I'm currently re-reading the 1885 Rider Haggard classic SHE, which will forevermore be known as the book that jumpstarted the literary idea of a mysterious white queen lording it over a tribe of black Africans.
To be sure, though I'm only on chapter 20 now, so far the titular queen *doesn't* rule any black Africans, since she and her people dwell in an isolated area where her tribe kills all strangers (except the English explorers who are the heroes of the book). Haggard describes the lost people of Kor, the Amahagger, as having more white than "Negroid" features, though the Amahagger also have varying shades of skin color and have therefore probably interbred at some past time with natives of Africa.
I'm reading the annotated Indiana University edition, which features an excellent introductory analysis by Norman Etherington, who also authored a 1984 book on Haggard and his work. In making some of my own notations on SHE, I'll attempt to distinguish those of my observations that build on Etherington's analysis and those original to me. My notes pretty much presume a familiarity with the story, hence the spoiler alert.
NOTE 1: The first page introduces the book's main two heroes, handsome Leo Vincey and simian-looking Horace Holly, and Haggard makes much of the contrast between the one's good looks and the other's apish appearance. However, though one might expect them to be instantly paired as "Beauty and the Beast," the first use of this phrase is in flashback, when a woman pursued by Holly rejects him, styling herself "Beauty" and then letting poor Holly figure out where he stands in the equation. Holly later becomes an adoptive father to Leo, which causes him to become take another form of Beauty (albeit male beauty) into his household, establishing with Beauty a rapprochement that resembles the psychological notion of "interjection." But introjection's usual partner "projection" is here as well, as psychologically Leo is an idealized self through which Holly can experience love with a beautiful woman, i.e, She-Who-Must-Be-Obeyed.
It's also interesting that the two are opposites intellectually, with Holly an esteemed Classics professor and Leo a merely adequate student who often seems a trifle thick. As intellect doesn't play a role in the well-known tale of "Beauty and the Beast," one may find interesting a stronger parallel with an archaic tale of the Welsh goddess Cerridwen, who, having birthed a gorgeous daughter and an ugly son, tries to compensate for the son's fate by giving him mystical knowledge. (FTR, it doesn't work out any better for the ugly son than it does for Holly.) In more recent years this archetypal contrast was used for the purpose of low (but very funny) comedy in the dyad of Kelly and Bud in Fox's MARRIED WITH CHILDREN.
NOTE 2: Etherington comments on the recapitulation of *She* as the beauteous mother Leo never knows, since he never sees her after her death in childbirth. However, the sole female whom we see caring Leo is an unnamed elderly woman, who weeps bitterly at being forced to leave baby Leo in Holly's care.
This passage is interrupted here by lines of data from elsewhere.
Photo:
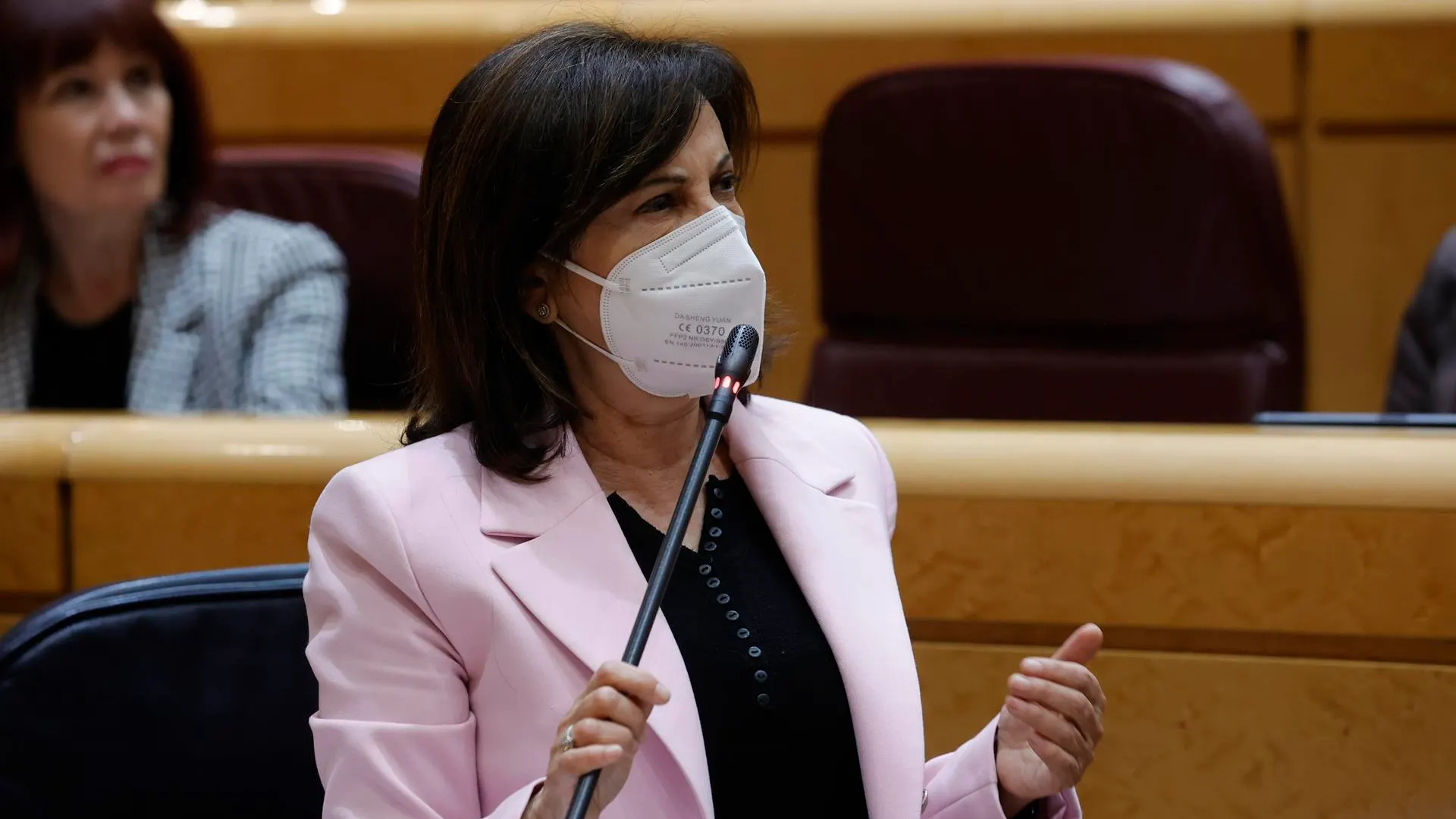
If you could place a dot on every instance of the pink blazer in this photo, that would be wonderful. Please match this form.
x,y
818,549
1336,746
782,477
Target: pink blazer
x,y
455,615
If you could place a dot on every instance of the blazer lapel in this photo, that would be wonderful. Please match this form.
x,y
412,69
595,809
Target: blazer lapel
x,y
577,576
839,553
169,318
17,330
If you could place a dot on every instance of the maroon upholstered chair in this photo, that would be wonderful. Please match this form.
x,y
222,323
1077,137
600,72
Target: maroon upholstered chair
x,y
1055,241
364,199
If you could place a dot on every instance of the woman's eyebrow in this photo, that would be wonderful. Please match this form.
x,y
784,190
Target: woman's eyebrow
x,y
677,177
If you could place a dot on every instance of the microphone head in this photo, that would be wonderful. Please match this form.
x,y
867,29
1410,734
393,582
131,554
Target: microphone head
x,y
739,353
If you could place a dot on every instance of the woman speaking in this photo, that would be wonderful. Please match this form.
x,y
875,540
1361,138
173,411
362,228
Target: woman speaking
x,y
582,256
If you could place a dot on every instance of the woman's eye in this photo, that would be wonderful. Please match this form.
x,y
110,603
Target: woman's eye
x,y
657,203
73,88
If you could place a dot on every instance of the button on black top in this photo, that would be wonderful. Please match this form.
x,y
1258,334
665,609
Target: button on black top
x,y
775,719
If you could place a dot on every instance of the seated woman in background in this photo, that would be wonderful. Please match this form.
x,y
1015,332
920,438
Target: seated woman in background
x,y
118,286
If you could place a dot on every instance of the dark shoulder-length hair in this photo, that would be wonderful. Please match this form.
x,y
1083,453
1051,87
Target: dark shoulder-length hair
x,y
530,146
39,37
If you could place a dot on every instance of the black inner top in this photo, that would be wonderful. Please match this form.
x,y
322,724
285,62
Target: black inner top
x,y
79,368
770,700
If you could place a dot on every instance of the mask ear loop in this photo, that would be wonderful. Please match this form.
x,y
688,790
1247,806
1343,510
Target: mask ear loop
x,y
606,284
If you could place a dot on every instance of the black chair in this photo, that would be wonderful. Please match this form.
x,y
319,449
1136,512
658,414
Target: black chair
x,y
184,695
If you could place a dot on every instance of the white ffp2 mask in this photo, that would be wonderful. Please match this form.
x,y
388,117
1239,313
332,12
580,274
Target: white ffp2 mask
x,y
669,306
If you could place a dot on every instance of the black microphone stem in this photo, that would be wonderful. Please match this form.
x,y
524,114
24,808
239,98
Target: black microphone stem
x,y
657,582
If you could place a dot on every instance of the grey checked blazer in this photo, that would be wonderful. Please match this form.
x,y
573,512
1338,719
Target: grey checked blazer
x,y
245,315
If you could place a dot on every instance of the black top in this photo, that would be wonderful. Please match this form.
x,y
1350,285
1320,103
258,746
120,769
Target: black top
x,y
769,695
79,368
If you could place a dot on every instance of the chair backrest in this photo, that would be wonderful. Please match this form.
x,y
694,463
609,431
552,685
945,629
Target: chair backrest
x,y
1098,240
185,695
366,200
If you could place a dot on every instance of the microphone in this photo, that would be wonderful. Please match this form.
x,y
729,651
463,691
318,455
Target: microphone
x,y
734,365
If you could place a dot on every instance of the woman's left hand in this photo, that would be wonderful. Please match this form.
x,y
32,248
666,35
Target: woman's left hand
x,y
1052,723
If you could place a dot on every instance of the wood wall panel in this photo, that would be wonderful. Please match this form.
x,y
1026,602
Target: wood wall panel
x,y
1378,207
1180,566
1289,162
1231,738
127,529
31,535
1382,74
778,203
392,88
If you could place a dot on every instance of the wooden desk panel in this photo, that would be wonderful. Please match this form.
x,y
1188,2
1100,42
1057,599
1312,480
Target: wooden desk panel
x,y
1169,567
33,460
1219,738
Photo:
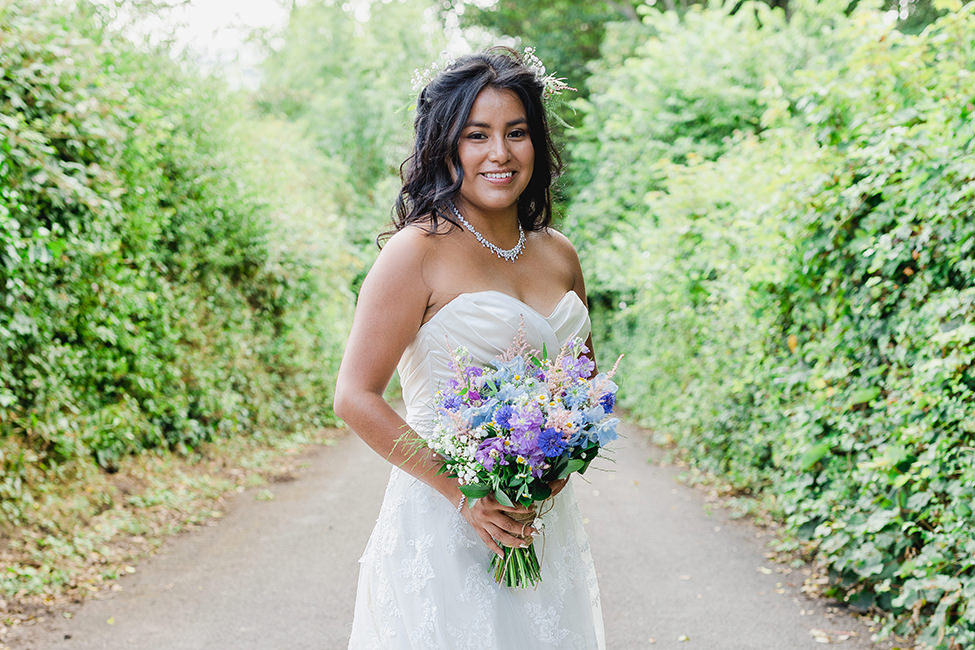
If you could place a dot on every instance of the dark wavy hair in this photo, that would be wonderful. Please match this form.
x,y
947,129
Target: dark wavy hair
x,y
442,110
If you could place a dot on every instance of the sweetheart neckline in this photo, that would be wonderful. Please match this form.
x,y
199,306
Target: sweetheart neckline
x,y
506,295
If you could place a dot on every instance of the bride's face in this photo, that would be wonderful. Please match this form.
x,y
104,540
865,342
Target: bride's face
x,y
495,152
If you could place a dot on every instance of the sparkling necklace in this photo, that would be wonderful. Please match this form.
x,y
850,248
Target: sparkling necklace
x,y
510,254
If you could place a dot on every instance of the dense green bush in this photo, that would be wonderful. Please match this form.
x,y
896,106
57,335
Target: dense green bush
x,y
152,297
798,307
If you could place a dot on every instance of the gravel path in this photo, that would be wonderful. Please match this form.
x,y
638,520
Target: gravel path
x,y
279,574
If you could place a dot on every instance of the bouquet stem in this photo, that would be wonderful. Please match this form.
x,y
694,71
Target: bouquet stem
x,y
518,568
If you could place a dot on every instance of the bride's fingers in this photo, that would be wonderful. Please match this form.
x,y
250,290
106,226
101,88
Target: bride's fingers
x,y
506,538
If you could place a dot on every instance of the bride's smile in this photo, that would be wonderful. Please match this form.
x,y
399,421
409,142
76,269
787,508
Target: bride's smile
x,y
497,157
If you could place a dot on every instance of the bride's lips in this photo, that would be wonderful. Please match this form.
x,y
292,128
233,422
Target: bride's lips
x,y
499,178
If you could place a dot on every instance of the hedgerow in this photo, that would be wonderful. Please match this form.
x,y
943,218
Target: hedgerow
x,y
161,283
796,298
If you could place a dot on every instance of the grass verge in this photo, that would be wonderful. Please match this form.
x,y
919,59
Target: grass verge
x,y
86,528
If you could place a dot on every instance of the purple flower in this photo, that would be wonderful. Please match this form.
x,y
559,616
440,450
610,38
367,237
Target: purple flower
x,y
526,418
503,416
580,367
490,453
550,443
452,402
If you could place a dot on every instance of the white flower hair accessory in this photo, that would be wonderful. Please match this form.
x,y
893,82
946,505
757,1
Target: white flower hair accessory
x,y
551,85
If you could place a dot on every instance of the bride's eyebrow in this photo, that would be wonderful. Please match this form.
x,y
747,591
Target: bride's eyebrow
x,y
482,125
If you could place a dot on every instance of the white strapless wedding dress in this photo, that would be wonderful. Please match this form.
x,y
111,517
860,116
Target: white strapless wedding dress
x,y
424,578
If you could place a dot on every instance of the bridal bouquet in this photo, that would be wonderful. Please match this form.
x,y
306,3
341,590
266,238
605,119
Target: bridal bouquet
x,y
510,429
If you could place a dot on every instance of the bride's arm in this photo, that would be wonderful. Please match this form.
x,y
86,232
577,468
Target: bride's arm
x,y
392,302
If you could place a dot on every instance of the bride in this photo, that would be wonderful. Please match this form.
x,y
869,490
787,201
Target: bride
x,y
472,260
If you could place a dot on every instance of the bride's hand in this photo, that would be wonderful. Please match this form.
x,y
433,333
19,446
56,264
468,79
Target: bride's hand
x,y
495,527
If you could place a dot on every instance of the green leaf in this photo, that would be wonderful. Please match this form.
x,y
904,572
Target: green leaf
x,y
475,490
814,454
574,465
503,498
864,395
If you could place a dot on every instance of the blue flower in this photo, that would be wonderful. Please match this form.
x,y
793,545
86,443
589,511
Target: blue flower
x,y
503,416
605,431
475,416
452,402
490,453
550,443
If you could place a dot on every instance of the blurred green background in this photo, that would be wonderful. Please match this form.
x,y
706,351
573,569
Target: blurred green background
x,y
773,204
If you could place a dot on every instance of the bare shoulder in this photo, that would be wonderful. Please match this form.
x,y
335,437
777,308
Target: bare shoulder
x,y
561,257
558,249
403,254
560,243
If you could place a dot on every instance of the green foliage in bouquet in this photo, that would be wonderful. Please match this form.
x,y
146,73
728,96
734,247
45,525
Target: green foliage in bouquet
x,y
795,291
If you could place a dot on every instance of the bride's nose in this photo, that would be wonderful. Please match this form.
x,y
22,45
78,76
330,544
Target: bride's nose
x,y
499,150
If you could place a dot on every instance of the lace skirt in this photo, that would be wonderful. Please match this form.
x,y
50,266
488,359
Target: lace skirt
x,y
425,582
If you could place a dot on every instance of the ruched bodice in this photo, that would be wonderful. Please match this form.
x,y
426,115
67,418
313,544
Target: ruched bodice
x,y
424,578
484,322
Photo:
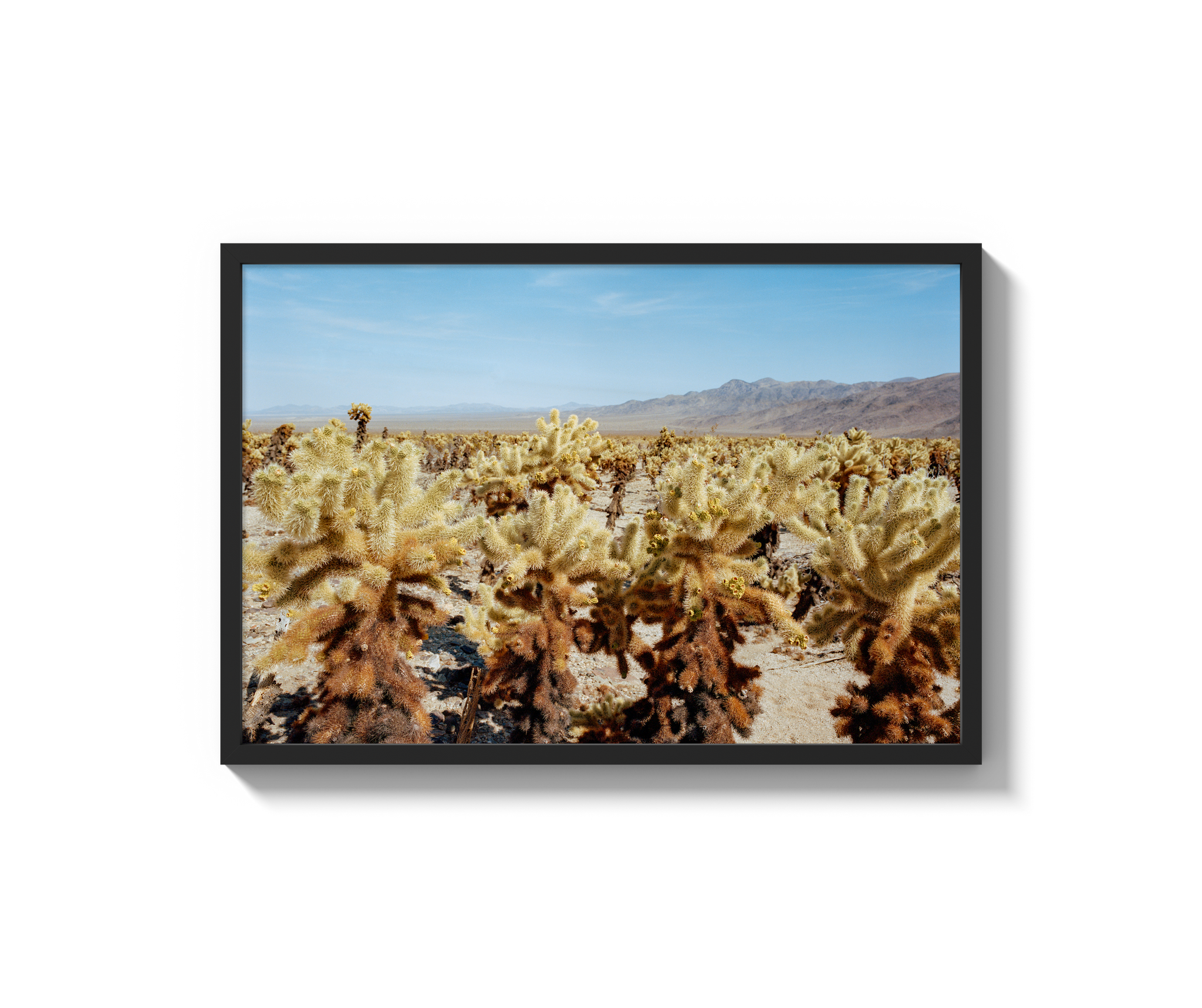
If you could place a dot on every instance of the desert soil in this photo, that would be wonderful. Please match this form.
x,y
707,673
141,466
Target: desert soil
x,y
799,686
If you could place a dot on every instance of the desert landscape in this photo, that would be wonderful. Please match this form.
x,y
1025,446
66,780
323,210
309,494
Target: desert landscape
x,y
801,685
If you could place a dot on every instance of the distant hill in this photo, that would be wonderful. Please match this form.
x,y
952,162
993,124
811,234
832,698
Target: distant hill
x,y
915,408
903,408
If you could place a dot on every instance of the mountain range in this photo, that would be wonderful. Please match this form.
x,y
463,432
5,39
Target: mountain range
x,y
902,408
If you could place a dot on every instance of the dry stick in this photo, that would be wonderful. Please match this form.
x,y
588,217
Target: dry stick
x,y
468,719
836,659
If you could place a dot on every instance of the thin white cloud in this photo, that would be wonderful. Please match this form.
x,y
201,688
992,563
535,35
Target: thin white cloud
x,y
613,305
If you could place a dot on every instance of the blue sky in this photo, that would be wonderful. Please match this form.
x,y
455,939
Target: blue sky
x,y
534,337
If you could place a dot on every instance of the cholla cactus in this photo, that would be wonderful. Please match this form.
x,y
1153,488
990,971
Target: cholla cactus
x,y
853,456
253,451
361,412
698,583
559,455
882,553
549,550
604,721
360,517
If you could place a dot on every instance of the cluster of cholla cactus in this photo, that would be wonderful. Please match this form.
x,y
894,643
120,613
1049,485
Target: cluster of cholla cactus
x,y
562,455
698,584
622,461
882,550
852,455
945,459
253,448
359,516
527,626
Arguably both the mother Leo never sees and the mother-substitute who (perhaps) rears him are recapitulated in *She*, the beautiful queen fated to age to death at the novel's conclusion.
NOTE 3: On page 63, Ustane, an Amahagger tribeswoman who becomes the rival of *She* for Leo, tells Leo and Holly that, though the Amahagger's queen is reputed to be immortal, Ustane has a theory: that *She* is really a succession of queens who have ruled throughout the ages, each taking a mate in secret until bearing a female child, who then assumes the role of *She.* This is of course not the truth in the story, though it may be based on stories about archaic rules of legend. But one wonders if the book SHE might have been read by Lee Falk prior to his use of a similar theme for the PHANTOM comic strip.
NOTE 4: The chapter "The Feast-- and After!" has one of Haggard's most brutal scenes, in which some cannibalistic Amahagger try to "hot-pot" Holly and Leo's Muslim servant: that is, kill him by fitting a white-hot pot over his head. At least, in the finished book, all they do is try; in the original MS, the poor Muslim guy does get offed in this grisly manner. Interestingly, the gory scene is re-inserted in the 1935 adaptation produced by Merian C. ("King Kong") Cooper.